More or less, exactly what I looked like walking away except I wasn’t wearing a leather jacket.

I approached that bastion of upscale retail, Jackson Square.  For those not familiar with Hamilton, Ontario, that would be sarcasm.
   Anyhow as I approached it I noticed two reps from “Because I am a Girl” soliciting sponsorship for third world girls.  One girl called to me as I was crossing the street.  I supposed I looked like an easy mark for a charity as my attire (yoga pants, yoga mat on backpack, FiveFingers shoes, lilac-coloured bandana and skateboard in tow) bespoke a left-leaning individual burdened with a goodly amount of liberal guilt.
   I let her run her pitch to me about some girl from whereverthefuck-istan who, through the efforts (money) of sponsors had risen to become the first female lawyer in her proud country.  FTR I don’t think too much of the legal profession but for this girl’s sake and since we were about to butt heads on more important issues I feigned like I was impressed by this young 3rd world girl’s achievement.  
   The chick giving me the speech, let’s call her Mary Sue, gave me the full sales pitch which included well-worn lines like:
“I’m gonna level with you, we’re out here fundraising today”
“It’s really not so much about the money” (a direct contradiction to the first line)
“Have you ever been to a developing country?” (I guess this was used as an icebreaker to gain my empathy)
When she had exhausted her supply of anecdotal stories about minor achievements in third world shit-holes (with me, all the while smiling politely and trying not to come off like a smug, cynical asshole ) she came out with it and asked me if I would like to support her cause.
I don’t know if she was taken aback by my frankness, but she asked me why so I began asking her why the hypothetical street girl turned lawyer was impoverished and she told me something indistinct about not enough schools.  When I asked her why there were no schools she said there was no one to build them.  I of course, asked why and she said she didn’t know and asked me if I knew.  Without getting too in-depth I explained (none too eloquently, as if often the case when your audience is not receptive) that the reasons for the impoverishment of the third world were structural and that in-the-box solutions like charities only helped a sick system limp on a little longer when it should be allowed to fail.  As I explained this her eyes seemed to glaze over.  I went on to talk about just like there was absolute poverty in some parts of the world there was relative poverty here in Canada which was also structural.
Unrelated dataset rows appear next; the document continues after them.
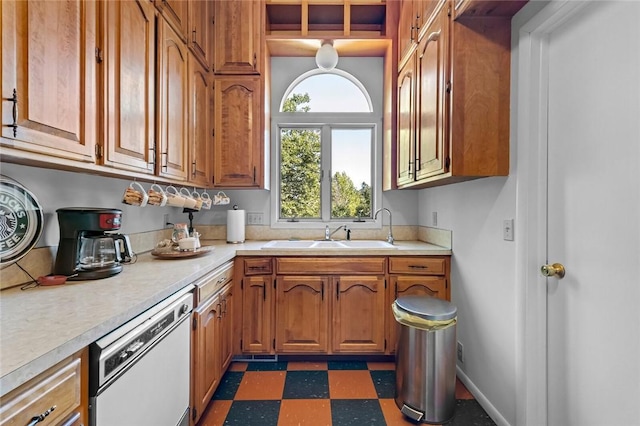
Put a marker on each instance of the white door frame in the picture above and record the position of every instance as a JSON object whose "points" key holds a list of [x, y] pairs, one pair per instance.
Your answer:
{"points": [[531, 206]]}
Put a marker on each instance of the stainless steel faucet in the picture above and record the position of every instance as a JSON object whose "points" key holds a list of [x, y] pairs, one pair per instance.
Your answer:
{"points": [[390, 239], [328, 234]]}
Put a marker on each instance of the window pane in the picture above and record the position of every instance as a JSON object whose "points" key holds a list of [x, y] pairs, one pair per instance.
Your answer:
{"points": [[351, 173], [331, 93], [299, 173]]}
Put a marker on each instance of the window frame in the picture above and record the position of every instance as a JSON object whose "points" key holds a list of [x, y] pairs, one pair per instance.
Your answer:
{"points": [[281, 119]]}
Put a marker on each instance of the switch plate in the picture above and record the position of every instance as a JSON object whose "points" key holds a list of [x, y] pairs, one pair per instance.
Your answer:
{"points": [[507, 229], [255, 218]]}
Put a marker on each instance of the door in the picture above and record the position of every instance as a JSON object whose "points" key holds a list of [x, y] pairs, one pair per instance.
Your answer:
{"points": [[589, 320]]}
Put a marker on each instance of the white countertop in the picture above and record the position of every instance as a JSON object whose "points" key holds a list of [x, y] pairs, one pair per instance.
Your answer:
{"points": [[41, 326]]}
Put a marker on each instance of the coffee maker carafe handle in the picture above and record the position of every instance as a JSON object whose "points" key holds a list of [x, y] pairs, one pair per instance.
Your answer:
{"points": [[124, 253]]}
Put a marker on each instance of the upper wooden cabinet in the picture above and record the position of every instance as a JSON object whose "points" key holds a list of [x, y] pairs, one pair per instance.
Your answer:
{"points": [[200, 123], [239, 29], [129, 66], [200, 37], [172, 104], [238, 149], [176, 13], [461, 102], [49, 78]]}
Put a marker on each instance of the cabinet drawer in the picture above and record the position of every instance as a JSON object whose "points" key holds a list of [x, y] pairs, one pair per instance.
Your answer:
{"points": [[214, 282], [59, 386], [258, 266], [330, 265], [417, 265]]}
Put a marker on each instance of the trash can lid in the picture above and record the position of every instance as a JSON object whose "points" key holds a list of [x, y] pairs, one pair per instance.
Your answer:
{"points": [[427, 307]]}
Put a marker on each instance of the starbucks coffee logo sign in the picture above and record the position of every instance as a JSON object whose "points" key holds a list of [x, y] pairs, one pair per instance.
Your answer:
{"points": [[20, 221]]}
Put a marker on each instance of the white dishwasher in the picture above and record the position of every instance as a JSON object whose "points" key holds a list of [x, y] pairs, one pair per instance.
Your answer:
{"points": [[139, 373]]}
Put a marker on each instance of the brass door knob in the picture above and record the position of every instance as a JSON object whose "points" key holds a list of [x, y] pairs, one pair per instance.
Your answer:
{"points": [[555, 270]]}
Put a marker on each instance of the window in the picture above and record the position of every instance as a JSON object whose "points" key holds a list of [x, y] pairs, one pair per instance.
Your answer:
{"points": [[325, 149]]}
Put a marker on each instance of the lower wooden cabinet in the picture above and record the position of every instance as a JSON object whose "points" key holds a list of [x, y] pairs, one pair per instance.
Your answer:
{"points": [[302, 314], [358, 314], [212, 344], [63, 386], [422, 276], [331, 305]]}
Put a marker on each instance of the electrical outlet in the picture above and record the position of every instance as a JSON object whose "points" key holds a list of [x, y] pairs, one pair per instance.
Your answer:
{"points": [[507, 230], [460, 352], [255, 218]]}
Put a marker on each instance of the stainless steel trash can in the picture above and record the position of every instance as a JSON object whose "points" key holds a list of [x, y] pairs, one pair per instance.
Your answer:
{"points": [[426, 358]]}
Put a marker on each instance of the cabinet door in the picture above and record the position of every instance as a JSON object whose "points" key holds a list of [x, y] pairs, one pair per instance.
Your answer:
{"points": [[257, 313], [172, 92], [406, 123], [129, 85], [302, 312], [201, 31], [175, 12], [409, 285], [431, 130], [200, 123], [226, 327], [49, 78], [238, 155], [358, 319], [206, 365], [238, 35]]}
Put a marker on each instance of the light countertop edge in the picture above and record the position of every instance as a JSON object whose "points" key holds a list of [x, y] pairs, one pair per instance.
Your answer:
{"points": [[38, 328]]}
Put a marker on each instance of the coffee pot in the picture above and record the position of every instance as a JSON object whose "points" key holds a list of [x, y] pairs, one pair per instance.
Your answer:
{"points": [[88, 247]]}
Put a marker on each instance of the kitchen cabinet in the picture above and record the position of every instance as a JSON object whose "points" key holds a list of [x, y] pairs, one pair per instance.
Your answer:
{"points": [[238, 155], [421, 276], [358, 319], [49, 79], [461, 101], [349, 291], [201, 18], [172, 104], [302, 314], [257, 305], [175, 12], [129, 66], [212, 334], [62, 390], [200, 123], [239, 34]]}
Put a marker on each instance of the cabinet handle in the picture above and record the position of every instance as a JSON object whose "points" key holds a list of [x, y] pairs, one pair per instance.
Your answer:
{"points": [[14, 125], [41, 417], [165, 166]]}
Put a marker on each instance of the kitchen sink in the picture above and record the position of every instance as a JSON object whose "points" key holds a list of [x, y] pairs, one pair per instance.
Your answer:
{"points": [[322, 245]]}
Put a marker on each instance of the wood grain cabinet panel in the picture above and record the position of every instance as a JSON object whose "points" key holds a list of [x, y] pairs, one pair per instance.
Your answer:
{"points": [[172, 101], [129, 85], [64, 386], [49, 78], [302, 314], [238, 154], [358, 319], [200, 123], [239, 29]]}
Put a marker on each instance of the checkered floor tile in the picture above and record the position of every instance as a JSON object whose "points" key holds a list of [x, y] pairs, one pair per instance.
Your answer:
{"points": [[318, 394]]}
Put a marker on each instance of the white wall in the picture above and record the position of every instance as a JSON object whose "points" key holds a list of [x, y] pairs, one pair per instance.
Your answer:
{"points": [[483, 268]]}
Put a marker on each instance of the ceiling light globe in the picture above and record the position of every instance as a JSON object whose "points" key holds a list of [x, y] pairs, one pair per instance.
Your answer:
{"points": [[327, 57]]}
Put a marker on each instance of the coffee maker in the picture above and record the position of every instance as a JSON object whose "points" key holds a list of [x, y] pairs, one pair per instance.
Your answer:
{"points": [[87, 246]]}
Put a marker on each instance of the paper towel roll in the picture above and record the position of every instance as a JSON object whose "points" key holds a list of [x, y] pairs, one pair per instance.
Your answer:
{"points": [[235, 226]]}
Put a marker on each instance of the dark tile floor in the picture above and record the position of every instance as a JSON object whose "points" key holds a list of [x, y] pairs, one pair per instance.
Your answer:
{"points": [[318, 394]]}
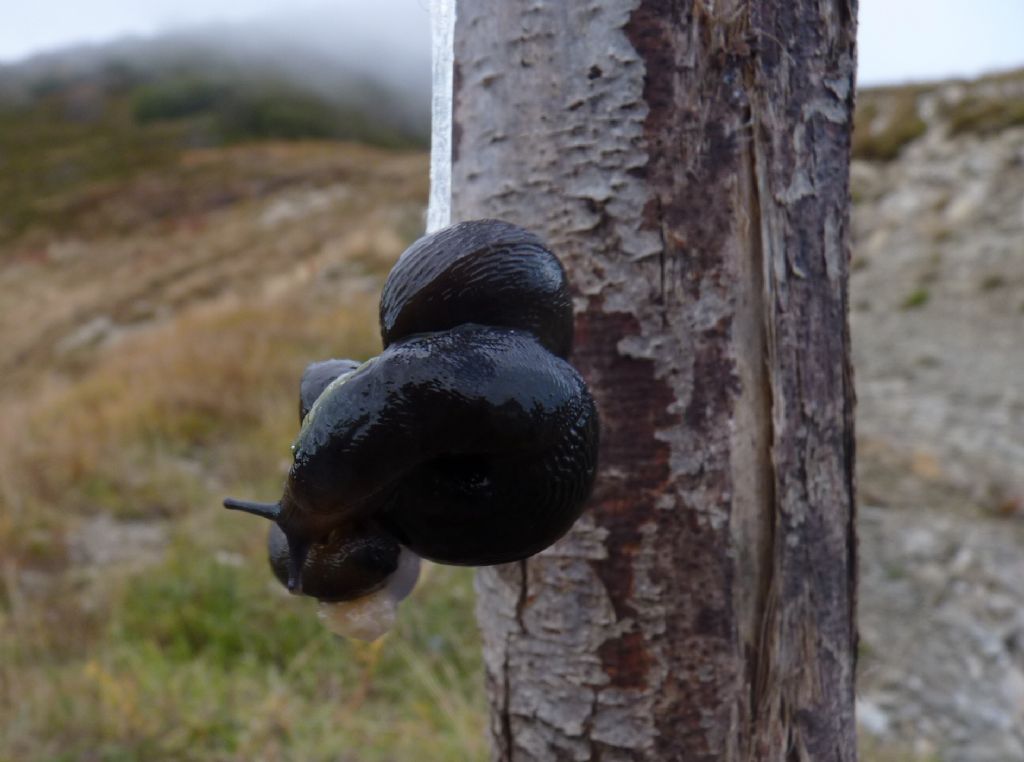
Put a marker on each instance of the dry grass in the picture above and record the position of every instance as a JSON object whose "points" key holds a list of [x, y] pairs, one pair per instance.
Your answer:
{"points": [[189, 650]]}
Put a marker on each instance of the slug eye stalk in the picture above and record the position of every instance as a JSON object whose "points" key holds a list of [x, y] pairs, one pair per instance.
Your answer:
{"points": [[297, 550]]}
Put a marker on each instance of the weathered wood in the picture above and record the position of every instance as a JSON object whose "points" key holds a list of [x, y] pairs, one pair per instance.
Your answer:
{"points": [[689, 163]]}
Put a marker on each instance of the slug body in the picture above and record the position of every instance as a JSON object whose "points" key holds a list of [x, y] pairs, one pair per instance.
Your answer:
{"points": [[470, 439]]}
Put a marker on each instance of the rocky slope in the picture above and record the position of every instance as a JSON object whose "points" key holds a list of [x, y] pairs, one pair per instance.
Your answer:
{"points": [[938, 329]]}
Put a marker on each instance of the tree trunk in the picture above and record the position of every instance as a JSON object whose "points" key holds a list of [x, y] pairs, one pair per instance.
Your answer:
{"points": [[688, 161]]}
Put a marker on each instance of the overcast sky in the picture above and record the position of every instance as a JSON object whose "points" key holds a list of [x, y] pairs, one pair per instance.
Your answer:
{"points": [[900, 40]]}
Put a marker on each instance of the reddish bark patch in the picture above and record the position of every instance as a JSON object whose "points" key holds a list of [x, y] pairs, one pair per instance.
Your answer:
{"points": [[633, 470]]}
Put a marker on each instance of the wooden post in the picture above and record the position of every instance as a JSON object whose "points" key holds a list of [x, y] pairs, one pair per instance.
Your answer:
{"points": [[688, 161]]}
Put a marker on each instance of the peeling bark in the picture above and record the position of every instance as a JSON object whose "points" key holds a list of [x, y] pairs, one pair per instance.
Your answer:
{"points": [[688, 161]]}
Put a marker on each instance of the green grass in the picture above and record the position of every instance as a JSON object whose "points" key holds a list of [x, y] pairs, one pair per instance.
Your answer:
{"points": [[192, 650], [886, 122], [915, 299], [202, 655]]}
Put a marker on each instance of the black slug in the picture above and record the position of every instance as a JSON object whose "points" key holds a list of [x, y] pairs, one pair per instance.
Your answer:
{"points": [[469, 439]]}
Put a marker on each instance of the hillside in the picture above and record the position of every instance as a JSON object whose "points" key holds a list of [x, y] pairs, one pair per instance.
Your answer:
{"points": [[163, 284], [938, 310]]}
Not grasping the distinction between absolute and relative, she started protesting that noone in Canada or the US was starving and they all had a place to sleep if they wanted it.  I wasn’t about to argue her on this point but I felt tempted to say “google any number of Indian reservations or Camden, NJ, or Detroit, MI or Baltimore, MD or Florida slavery.”  I didn’t mention these things because I wasn’t wanting to convey the notion that we should focus on domestic problems at the expense of international ones (the Libertarian platform) but rather that things are tough all over and that all of these problems are connected.  
   Like I said though she was unreceptive, and though the conversation remained cordial I don’t feel I expressed myself well.  The tragedy of the situation is that the world needs good people like her, filled with passionate intensity to do the right thing, but it needs them to be better educated about causality and what leads to poverty, crime, violence, and the abuse of females.  
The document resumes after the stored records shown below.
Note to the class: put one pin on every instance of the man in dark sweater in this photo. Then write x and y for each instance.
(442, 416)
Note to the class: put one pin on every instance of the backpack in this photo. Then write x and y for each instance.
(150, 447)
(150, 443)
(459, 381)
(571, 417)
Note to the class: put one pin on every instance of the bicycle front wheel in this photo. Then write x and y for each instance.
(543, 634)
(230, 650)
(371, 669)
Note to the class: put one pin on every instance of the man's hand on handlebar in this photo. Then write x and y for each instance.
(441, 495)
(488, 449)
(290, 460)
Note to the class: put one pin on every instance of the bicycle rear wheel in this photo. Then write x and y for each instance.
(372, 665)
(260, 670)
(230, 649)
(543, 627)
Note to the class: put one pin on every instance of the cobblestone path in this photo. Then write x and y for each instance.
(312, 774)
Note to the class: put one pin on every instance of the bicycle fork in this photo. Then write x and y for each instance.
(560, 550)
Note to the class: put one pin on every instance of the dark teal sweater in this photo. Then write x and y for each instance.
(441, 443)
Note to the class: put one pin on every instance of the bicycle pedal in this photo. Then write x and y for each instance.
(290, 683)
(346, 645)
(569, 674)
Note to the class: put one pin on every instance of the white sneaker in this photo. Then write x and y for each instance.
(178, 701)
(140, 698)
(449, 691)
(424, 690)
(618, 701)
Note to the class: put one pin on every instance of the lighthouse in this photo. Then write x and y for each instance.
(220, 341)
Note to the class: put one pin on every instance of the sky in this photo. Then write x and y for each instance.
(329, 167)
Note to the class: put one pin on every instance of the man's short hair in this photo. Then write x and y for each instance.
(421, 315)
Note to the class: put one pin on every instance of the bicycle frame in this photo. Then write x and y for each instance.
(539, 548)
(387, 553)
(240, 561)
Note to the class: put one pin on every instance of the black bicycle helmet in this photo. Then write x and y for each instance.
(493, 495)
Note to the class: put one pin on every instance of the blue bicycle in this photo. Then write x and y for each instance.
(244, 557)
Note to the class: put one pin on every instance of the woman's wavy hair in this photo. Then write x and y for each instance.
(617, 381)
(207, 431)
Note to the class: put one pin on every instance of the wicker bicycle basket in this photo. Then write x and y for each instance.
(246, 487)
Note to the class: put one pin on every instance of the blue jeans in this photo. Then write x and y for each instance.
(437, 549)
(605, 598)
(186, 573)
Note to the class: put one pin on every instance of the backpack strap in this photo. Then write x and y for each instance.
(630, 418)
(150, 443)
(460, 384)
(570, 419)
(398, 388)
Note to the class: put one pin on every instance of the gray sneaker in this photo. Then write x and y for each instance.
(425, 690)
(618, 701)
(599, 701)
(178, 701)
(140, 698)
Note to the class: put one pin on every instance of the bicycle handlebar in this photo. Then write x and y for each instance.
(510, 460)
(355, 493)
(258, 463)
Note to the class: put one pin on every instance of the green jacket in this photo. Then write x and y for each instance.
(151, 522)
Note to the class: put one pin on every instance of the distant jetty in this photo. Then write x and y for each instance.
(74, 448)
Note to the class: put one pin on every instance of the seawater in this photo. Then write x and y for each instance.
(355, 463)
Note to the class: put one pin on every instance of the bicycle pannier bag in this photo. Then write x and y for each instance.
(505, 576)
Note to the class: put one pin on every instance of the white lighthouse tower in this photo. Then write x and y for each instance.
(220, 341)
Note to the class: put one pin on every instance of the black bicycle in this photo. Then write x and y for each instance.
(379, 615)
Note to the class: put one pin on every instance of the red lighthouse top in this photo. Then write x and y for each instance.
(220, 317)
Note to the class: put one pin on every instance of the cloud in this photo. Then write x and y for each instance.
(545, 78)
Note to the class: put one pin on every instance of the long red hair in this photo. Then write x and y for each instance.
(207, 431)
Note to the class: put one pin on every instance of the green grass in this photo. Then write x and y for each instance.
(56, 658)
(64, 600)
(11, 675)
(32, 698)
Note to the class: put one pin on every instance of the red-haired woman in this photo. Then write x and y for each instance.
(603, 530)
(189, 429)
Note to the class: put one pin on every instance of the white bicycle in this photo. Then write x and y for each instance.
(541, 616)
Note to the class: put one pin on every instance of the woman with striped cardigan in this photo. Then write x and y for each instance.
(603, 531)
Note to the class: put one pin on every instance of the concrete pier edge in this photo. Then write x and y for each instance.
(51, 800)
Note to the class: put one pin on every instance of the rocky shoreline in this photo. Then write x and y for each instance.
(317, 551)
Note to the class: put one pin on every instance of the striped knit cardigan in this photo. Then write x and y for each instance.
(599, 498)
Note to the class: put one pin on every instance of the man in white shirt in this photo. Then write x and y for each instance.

   Me throwing what limited money I have at the problem is not gonna solve the problem.   That doesn’t mean that we should never use our monetary resources to help others.  By all means, buy someone a sandwich or a coffee or whatever, but understand that the more valuable gift is your time.  Real charity, that is to say, charity that actively works to bring about the day where charity is no longer required, does not require large, established foundations to redistribute cancerous debt-based currency after it has taken its cut.  It simply requires good, educated people to take account of the eventualities of their actions and modify their behaviour accordingly.